Each school has an outhouse for toilets, and hand pumped water. Each scholar is also to bring his/her own lunch.

For the Amish it is about learning the basics and being able to function, where would they perform on MAP testing and no child left behind? Amazingly enough the Amish seem to be surviving and growing just fine without all the pressures of making their children perform to someone elses standards? Is there something we can learn from this? 

Word of the day:  bensel-which means silly child.

Recipe of the day: Chicken Corn Soup

Happy Eating! Until tomorrow.

Thursday, February 3, 2011

Knowledge is power

Good morning,

Who knew that something that appears to be so simple and easy would be filled with such complexities.

As I told my 16 year old son yesterday about this journey; he laughed saying isn't it kind of ironic how you are online blogging about a lifestyle that steers clear of technology. Good point!

Yesterday seemed to be the perfect day just to sit and read about how the Amish ended up in America. It is so amazing how every group of people in America have their own story and their own struggles.

 I decided yesterday I am going to have a word of the day and a recipe of the day as well as some basic daily knowledge to help us learn just a little more about the Amazing Amish.

Words of the day:  I have to admit this made me laugh a little so I am sharing it first: 

ab im Kopp- off in the head.

The Amish church began in 1693 by Jakob Amman.
Amman believed in stronger church discipline.

They mainly came from 3 places:
     1.  German speaking parts of Switzerland.
     2.  Alsace-now parts of France.
     3.  Palatinate of Germany.

 The Amish began migrating to Pennsylvania in the 18th century in a reaction to the wars, poverty and religious persecution.

The very first Amish went to Berks County Pennsylvania, but later moved to Lancaster County Pennsylvania.

The word Amish is not used for an Ethnic designation but simply to relate members of their faith community.

Recipe of the day:

Shoofly Pie

1 1/2 cups flour
1 cup brown sugar 
2/3 cup shortening

Combine all ingredients. Mix well.
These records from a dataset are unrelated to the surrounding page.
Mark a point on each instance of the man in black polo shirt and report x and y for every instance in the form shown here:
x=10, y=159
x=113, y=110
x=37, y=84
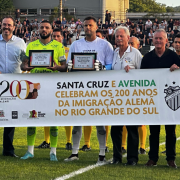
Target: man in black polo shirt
x=161, y=57
x=177, y=44
x=107, y=17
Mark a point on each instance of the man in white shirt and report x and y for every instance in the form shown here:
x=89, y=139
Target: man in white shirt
x=104, y=51
x=125, y=57
x=148, y=25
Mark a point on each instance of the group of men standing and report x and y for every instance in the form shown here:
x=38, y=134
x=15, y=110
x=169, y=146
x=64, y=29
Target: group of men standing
x=13, y=48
Reserve 1 1/2 cups crumbs to mix with liquid mixture.


1 cup molasses
1/2 cup brown sugar
2 eggs
1 tsp soda dissolved in 1 cup hot water

Combine molasses,brown sugar,eggs and soda water. Add reserved crumbs and mix well. Pour into 3 unbaked 9" pie shells or 2 deep dish pie shells. Top with remaining crumbs. Bake at 350 for 60 minutes.

Until tomorrow 

Wednesday, February 2, 2011

Snow in Kansas City

Well, the snow actually did hit. So what to do now? Enjoy the blessings of a warm house and food to eat.
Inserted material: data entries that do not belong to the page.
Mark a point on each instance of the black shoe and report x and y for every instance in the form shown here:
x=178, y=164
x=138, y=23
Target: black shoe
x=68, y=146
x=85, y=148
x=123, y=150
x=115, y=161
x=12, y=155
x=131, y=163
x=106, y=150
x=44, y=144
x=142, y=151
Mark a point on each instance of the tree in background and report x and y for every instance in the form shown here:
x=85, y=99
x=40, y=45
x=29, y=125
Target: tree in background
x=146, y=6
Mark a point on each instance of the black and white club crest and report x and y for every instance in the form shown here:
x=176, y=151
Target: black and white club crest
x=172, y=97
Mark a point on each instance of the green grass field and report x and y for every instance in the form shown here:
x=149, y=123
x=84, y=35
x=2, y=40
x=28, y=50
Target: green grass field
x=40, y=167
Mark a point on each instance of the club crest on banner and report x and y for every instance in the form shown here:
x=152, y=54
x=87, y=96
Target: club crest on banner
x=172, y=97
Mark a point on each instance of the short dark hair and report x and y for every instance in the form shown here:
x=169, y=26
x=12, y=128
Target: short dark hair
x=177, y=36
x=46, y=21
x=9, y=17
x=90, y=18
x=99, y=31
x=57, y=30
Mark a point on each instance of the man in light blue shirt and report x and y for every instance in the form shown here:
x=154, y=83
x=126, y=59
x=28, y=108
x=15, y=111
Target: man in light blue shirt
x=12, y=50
 I actually got to read a book from beginning to end yesterday. Plain Perfect by Beth Wiseman.

I simply adore all Amish Stories, and really am fascinated with their views on life and how we all seem to think that because they do not have the same distractions and influences we have that their lives are just all roses and laughter.
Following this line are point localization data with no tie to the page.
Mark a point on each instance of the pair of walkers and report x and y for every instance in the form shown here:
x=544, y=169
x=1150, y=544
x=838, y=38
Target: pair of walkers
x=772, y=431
I think about how I can try to live my life like the Amish, and change my mindset to live more peaceful. So this is my quest to find out can I go from being a stressed out, angry, agitated doubtful believer to a strong, grateful, and encouraging human being to everyone around me.

I am setting out on a journey to learn as much as I can about the Amish, and hope to find a better person inside of me along the way.

I understand I will never be Amish but I hope that in this journey I will have a better understanding on how their strong Bible beliefs make them exactly who they are.

First question to be answered who are the Amish, and where did they come from?